An erstwhile associate kinesiology professor at California State University at San Bernardino remains on the lam after police raided his home last week and found a pound of methamphetamine and a cache of guns. Police are charging that Stephen Kinzey, who had been on the San Bernardino faculty for a decade, was leading a double life: teaching and researching by day; directing the local chapter of an outlaw biker gang, and its drug business, by night.
Not long after the manhunt began, Albert Karnig, the university’s president, emphasized that no one on the Southern California campus saw this coming: “To our knowledge, this is the first notice that anyone on our campus has had regarding this situation,” Karnig said. “…If the allegations are indeed true, this is beyond disappointing.”
Local newspaper accounts described neighbors, students, and even Kinzey's father as having little or no sense of the professor's alleged outside activities. The Contra Costa Times quoted Kinzey's father as saying that he knew that his son belonged to a motorcycle gang and was not "thrilled" about it (the father taught him to ride). But Hank Kinzey also described his son as "a good Catholic boy" and a Republican, and added: "Everybody's always in denial when it's something to do with their family, but this is really surreal," he said.
How could a full-time college professor run a drug ring on the sly without tipping his hand? Tom Barker, a professor of criminal justice at Eastern Kentucky University and leading scholar on outlaw biker gangs, says it is not hard to imagine.
“It’s not uncommon for leaders or members of motorcycle gangs to hold down seemingly legitimate lives,” says Barker, even if part of their responsibility is to oversee an illegal drug business. “A college professor could easily pull it off.”
Barker says he knows of at least two other college professors who are members of outlaw biker gangs, though he would not disclose their names because he says it could cost him his life.
If Kinzey is the kingpin that police suspect he is, “he’s not actually that much involved in actual delivery of drugs,” says Barker. “He’s probably setting up the networks, and he can do that in the way he’s away from the classroom very easily.” In such crime organizations, most of the number-crunching falls to the secretary-treasurer, Barker says.
The actual distribution falls to the members and their associates, the enforcer handles the dirty work, and the president’s leadership duties can be delegated to the vice president when necessary. While the chapter head is like the CEO of a small company, the illegal nature of the business means “there’s not a lot of paperwork,” says Barker.
Barker says he is familiar with the Devil’s Diciples [sic], the gang Kinzey is alleged to have been running. And while he does not know specific details about the San Bernardino chapter, he says that the president of that chapter would have been in charge of anywhere between seven and 25 full-fledged gang members and a broad network of associates and business partners.
He guessed the president of the chapter would personally pull in about a million dollars per year.

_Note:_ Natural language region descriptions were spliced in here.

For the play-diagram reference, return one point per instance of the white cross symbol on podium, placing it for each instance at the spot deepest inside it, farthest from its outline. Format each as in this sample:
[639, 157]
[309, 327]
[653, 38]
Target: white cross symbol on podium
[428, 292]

As an associate kinesiology professor at San Bernardino, Kinzey was probably making around $70,000, according to the annual data produced by the American Association of University Professors.
So if Kinzey was indeed the head of a lucrative drug ring, why continue to teach? Barker says that it may have been a fallback in case the kinesiology professor ever wanted to get out of organized crime. Heading the Devil’s Diciples might pay well, but it lacks the stability and retirement benefits of a state teaching job, Barker says.
Another theory, he adds, is that Kinzey just loved to teach.
Terry Rizzo, the chair of the kinesiology department at San Bernardino, did not respond to multiple requests for an interview; neither did Kinzey’s other colleagues. But student reviews on RateMyProfessors.com suggest that Kinzey had been popular among many students and passionate about his work.
“Dr. Steve Kinsey is an amazing, who helps his students in every situation, including in their greatest need,” wrote one student in 2007. “He is a good friend of mine and we continue to get together on a quarterly basis to catch up on life. Thank god for him, because I wouldn't be a graduate without him!!!!!”
“He's so awesome!” wrote another, later that same year. “He has a passion for everything he does and it shows in his desire for students to succeed and understand.”
More recent reviews paint a less flattering portrait, however.
Kinzey “seems like he does not care anymore,” reported one reviewer in 2008. “im sure he is good at what he does he just isnt clear at all. talks all class and does not get anything done. kinda unorganized, but nice enough.”
In 2010, a student wrote: “the professor sucks, he comes in late and doesn't care, if he try's to help you he'll end up rambling about himself.” And the last review before Kinzey became a fugitive, written last May, depicts a perpetually distracted instructor:
“He's a really good guy and would give you the shirt off his back,” the reviewer wrote. “But something serious must have happened to him because he shows up late, and rambles on about random and controversial topics. He lost his focus & passion for teaching. His behavior lately makes it seem like he wants to get fired.”
“Sad,” the student added, “because I really enjoyed all of his classes.”